Saturday, March 22, 2014

Baptisms and Baptisms

This has been an exciting several weeks.  Months of hard work and effort by the missionaries and the member of the ward have culminated in four convert baptisms so far in March with two more scheduled for next week--six in all!  While the number itself is amazing, I don't want to appear as if I am boasting because of the number itself.  Rather, I feel much like Ammon when he replied to his brother Aaron's rebuke by proclaiming: "Behold, my joy is full, yea, my heart is brim with joy, and I will rejoice in my God" (Alma 26:11).

By no means do I think our work is now completed or that we can rest from our labors, but it has been a great blessing to me to participate in seeing these people enter the waters of baptism.  As each of these brothers and sisters have come unto Christ through this essential ordinance, I have been reminded of the covenants I made with my Father in Heaven when I was 8-years-old.  I may not have totally understood those covenants at the time, but as the years have passed and my knowledge has increased, I am better acquainted with them now.  Participating in conducting these baptisms has renewed and strengthened my own baptismal covenants.  In a sense, they have become new to me.

This morning, 10-year-old Lily Clayton was baptized.  She was hesitant to come into the font with Elder Jones (the process of her making her way into the water and getting baptized took about 20 minutes--give or take), but as I watched the scene play out, I was very much reminded of my own baptism.  To keep this post relatively short (for me, anyway), I will not go into minute detail, but I will say that the idea of immersing myself completely underwater has never been high on my "to-do" list.  Like Lily, I wanted to be baptized, I just wasn't too sure about the actual methodology (although I kept this crucial piece of information to myself).  Unlike Lily who was the only baptismal candidate, I was one of around six or seven children (as I recall) being baptized in the venerable American Fork, Utah tabernacle.  When I made my . . . forceful pronouncement that I was not going to go through with the process, I became the focus of several anxious priesthood brethren, including my father, who had to really put their heads together to help this obstinate child complete this essential step to returning to Father in Heaven's presence.

To his credit, I do not recall my father ever fibbing to me by saying he would not place me under the water.  When he proposed to me that we would "practice like we had done at home" his reply to me every time I questioned his intentions ("You're not going to put me under the water!") was to calm my fears and tell me everything would be alright.  Realizing that my "trigger" was his beginning to say the baptismal prayer, once he had me in the correct position (knees bent, hands at the ready), my guess is he raised his arm to the square and silently pronounced the prayer.  I suspect the presiding brethren gave dad the okay, and, before I knew what was happening, he put me in the water and pulled me out in one fluid motion.  To this day, I am amazed at my dad's restraint from really "laying on hands" when I looked up at him with water dripping off my face and said, "That wasn't so bad." :)

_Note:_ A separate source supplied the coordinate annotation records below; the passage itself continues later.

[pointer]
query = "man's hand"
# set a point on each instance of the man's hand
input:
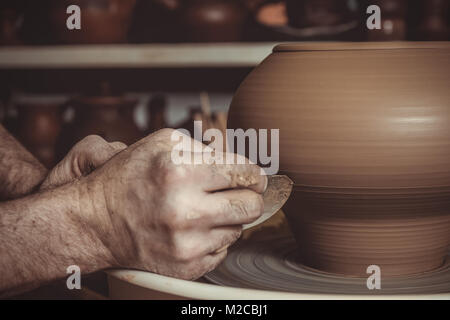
(170, 219)
(87, 155)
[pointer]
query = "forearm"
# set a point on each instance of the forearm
(20, 172)
(43, 234)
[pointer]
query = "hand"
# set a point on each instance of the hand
(170, 219)
(87, 155)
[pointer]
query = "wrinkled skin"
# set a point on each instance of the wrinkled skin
(87, 155)
(175, 220)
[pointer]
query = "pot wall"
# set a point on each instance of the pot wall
(365, 136)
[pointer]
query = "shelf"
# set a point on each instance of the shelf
(230, 55)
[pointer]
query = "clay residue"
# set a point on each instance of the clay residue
(243, 180)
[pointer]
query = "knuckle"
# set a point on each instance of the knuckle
(250, 207)
(184, 251)
(94, 139)
(165, 133)
(174, 222)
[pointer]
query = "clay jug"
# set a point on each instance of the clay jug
(364, 134)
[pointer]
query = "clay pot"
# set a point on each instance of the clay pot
(103, 21)
(38, 128)
(364, 131)
(213, 20)
(110, 117)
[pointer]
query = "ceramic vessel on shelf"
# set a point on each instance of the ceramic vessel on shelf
(434, 23)
(39, 126)
(103, 21)
(110, 117)
(10, 22)
(393, 21)
(213, 20)
(364, 134)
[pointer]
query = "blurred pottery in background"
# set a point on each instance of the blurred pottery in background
(156, 111)
(393, 21)
(103, 21)
(110, 117)
(315, 13)
(213, 20)
(39, 126)
(306, 21)
(364, 135)
(10, 22)
(434, 24)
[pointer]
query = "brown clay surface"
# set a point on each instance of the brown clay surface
(365, 136)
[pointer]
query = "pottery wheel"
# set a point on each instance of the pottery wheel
(270, 263)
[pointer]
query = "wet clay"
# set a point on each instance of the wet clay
(365, 136)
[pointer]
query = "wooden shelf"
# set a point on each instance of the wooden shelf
(135, 56)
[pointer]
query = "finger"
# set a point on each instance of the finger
(102, 152)
(221, 238)
(230, 171)
(232, 207)
(200, 267)
(119, 146)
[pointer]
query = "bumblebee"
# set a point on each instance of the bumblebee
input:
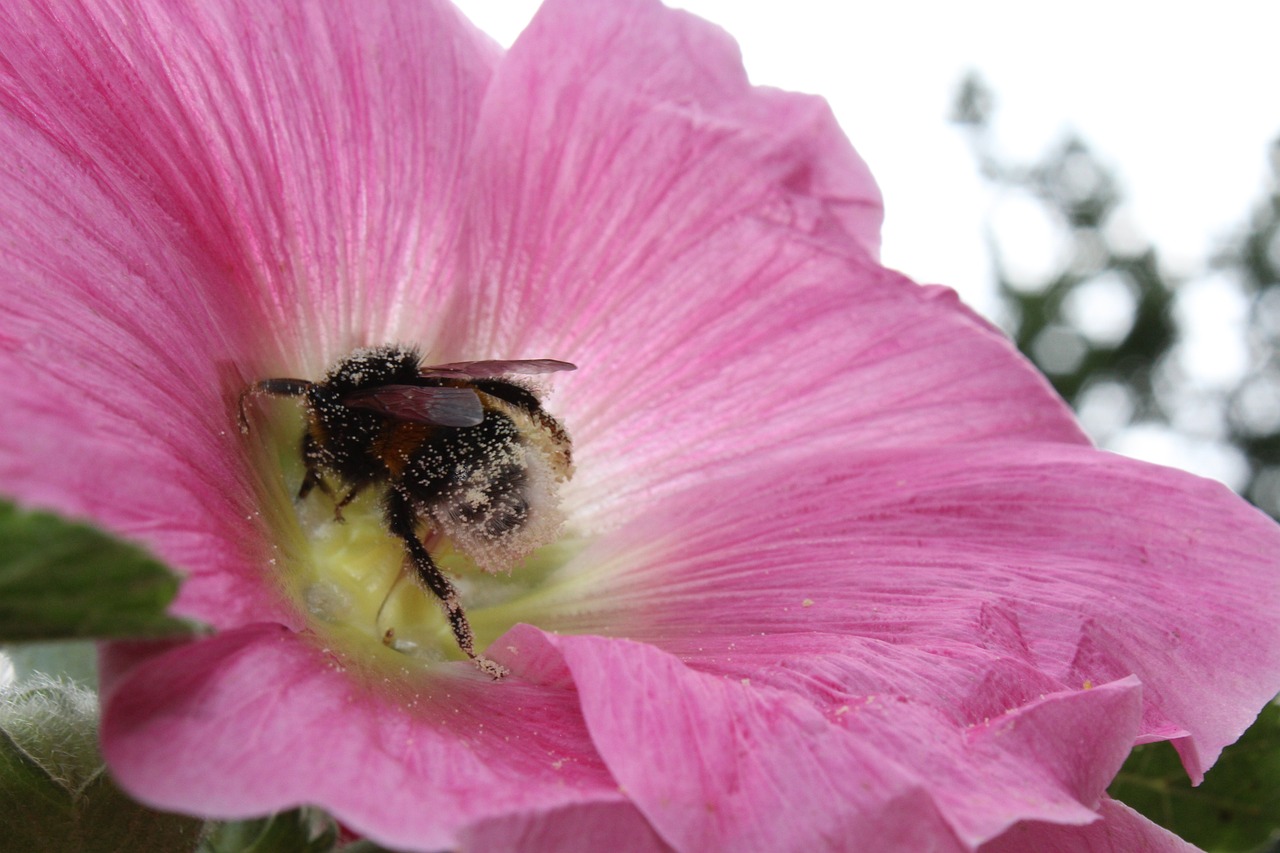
(462, 448)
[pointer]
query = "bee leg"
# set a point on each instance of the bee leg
(312, 479)
(402, 521)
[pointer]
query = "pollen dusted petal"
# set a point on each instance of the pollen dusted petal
(703, 251)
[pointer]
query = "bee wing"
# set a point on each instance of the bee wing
(487, 369)
(423, 405)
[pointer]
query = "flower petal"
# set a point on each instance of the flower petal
(310, 154)
(970, 582)
(192, 194)
(259, 719)
(1121, 830)
(594, 826)
(643, 211)
(728, 763)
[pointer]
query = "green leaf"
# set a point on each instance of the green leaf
(64, 579)
(68, 660)
(56, 793)
(304, 830)
(1235, 808)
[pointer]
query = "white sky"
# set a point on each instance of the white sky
(1183, 100)
(1182, 97)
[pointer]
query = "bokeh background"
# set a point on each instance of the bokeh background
(1098, 178)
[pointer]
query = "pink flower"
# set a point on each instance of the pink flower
(839, 573)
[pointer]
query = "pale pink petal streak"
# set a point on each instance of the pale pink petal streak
(261, 719)
(638, 209)
(196, 196)
(968, 579)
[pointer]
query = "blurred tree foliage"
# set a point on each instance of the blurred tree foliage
(1137, 368)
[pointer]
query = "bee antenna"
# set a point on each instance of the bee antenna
(274, 387)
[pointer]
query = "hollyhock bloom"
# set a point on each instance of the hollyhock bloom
(839, 570)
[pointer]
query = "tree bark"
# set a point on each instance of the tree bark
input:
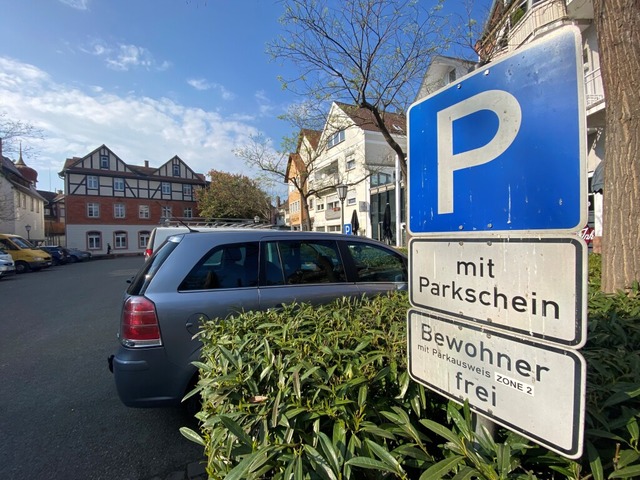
(618, 27)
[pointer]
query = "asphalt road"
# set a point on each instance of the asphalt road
(60, 416)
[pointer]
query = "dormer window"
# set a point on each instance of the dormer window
(335, 139)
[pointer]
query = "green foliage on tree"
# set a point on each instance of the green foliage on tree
(233, 196)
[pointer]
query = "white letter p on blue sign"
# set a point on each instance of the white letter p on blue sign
(506, 108)
(503, 148)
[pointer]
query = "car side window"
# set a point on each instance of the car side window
(295, 262)
(225, 266)
(377, 264)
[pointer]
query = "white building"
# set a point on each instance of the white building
(513, 24)
(21, 206)
(353, 152)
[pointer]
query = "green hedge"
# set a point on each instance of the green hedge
(323, 392)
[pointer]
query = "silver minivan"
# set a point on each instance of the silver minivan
(207, 275)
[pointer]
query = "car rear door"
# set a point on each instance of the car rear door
(302, 271)
(375, 268)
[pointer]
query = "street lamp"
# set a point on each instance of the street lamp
(342, 194)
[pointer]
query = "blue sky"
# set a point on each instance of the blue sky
(149, 78)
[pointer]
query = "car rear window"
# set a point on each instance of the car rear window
(145, 275)
(294, 262)
(377, 264)
(225, 266)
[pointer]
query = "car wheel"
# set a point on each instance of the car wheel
(22, 267)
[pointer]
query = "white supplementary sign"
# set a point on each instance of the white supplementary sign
(537, 390)
(528, 286)
(503, 148)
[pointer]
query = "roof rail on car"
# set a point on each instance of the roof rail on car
(216, 222)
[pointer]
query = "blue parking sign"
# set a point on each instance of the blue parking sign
(503, 148)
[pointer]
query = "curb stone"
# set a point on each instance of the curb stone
(193, 471)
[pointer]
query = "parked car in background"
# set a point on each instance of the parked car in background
(208, 275)
(7, 266)
(58, 254)
(77, 255)
(24, 254)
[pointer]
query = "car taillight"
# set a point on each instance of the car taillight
(139, 326)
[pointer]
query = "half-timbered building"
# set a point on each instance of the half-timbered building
(113, 206)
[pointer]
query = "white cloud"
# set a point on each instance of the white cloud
(124, 57)
(202, 84)
(75, 121)
(77, 4)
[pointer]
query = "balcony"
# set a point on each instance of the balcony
(593, 90)
(520, 24)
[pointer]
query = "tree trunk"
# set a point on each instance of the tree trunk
(618, 27)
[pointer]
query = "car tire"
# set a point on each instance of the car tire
(22, 267)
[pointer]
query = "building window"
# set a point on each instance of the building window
(92, 182)
(335, 205)
(120, 240)
(118, 210)
(93, 210)
(351, 164)
(94, 240)
(143, 239)
(143, 211)
(335, 139)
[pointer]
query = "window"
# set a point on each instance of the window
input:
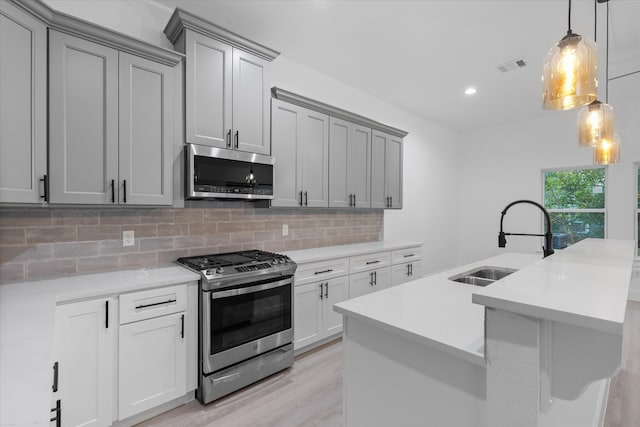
(575, 199)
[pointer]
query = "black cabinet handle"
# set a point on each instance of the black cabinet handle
(54, 387)
(45, 188)
(58, 412)
(138, 307)
(182, 326)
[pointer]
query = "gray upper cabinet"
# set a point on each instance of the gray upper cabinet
(386, 171)
(111, 125)
(23, 103)
(226, 85)
(301, 149)
(349, 164)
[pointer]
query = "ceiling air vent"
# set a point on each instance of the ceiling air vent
(514, 65)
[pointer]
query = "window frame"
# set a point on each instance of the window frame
(591, 210)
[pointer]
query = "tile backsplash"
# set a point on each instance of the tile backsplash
(44, 242)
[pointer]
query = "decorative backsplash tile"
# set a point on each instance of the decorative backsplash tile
(37, 243)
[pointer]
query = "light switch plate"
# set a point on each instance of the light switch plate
(128, 238)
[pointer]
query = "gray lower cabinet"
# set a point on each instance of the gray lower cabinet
(349, 164)
(301, 149)
(23, 114)
(111, 125)
(386, 171)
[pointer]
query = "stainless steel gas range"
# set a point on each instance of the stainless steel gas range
(246, 318)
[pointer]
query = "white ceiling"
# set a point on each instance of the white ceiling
(422, 54)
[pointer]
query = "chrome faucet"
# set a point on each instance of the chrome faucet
(547, 249)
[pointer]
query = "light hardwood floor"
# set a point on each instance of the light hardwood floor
(310, 393)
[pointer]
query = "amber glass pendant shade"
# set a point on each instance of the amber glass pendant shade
(570, 73)
(607, 152)
(595, 124)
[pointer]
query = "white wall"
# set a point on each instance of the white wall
(430, 151)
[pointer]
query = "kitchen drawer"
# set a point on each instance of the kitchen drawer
(406, 255)
(370, 261)
(152, 303)
(321, 270)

Ah, memories.  Next week Lily's mom, Amanda, and another sister, Marie, will be baptized to complete this amazing month.  However, the title of my post indicates "and Baptisms."  My reason for the seeming redundancy is that later on in this afternoon, a group of our recently baptized converts and a few additional ward members made the trip down to the Redlands Temple to participate in baptisms and confirmations for the dead.  One of the great blessings of the temple is the opportunity it offers the patron to experience King Benjamin's definition of service in a unique way (see Mosiah 2:17).  On a very small scale, we are given the chance to do what Jesus did for all of us.  Through the Atonement, our Elder Brother stood as a proxy for each of us and did something for us that cannot do for ourselves; He overcame physical and spiritual death.  In the temple, we have the opportunity to stand as a proxy for someone who has not received the essential ordinances of salvation and receive those ordinances in their behalf.  We believe that the person for whom this work is done has the agency to accept or reject the work done in their behalf, but the most important thing is that the work is completed so they can make that choice.

In the same way participating in the baptismal services have renewing my own memories of my baptism and reminded me of the covenants I have made, going to the temple with this group renewed in me the wonder and spiritual power of the temple and the blessings it offers to those who serve within its walls.  I am grateful that we were able to put this trip together and look forward to next quarter when we will plan another such trip.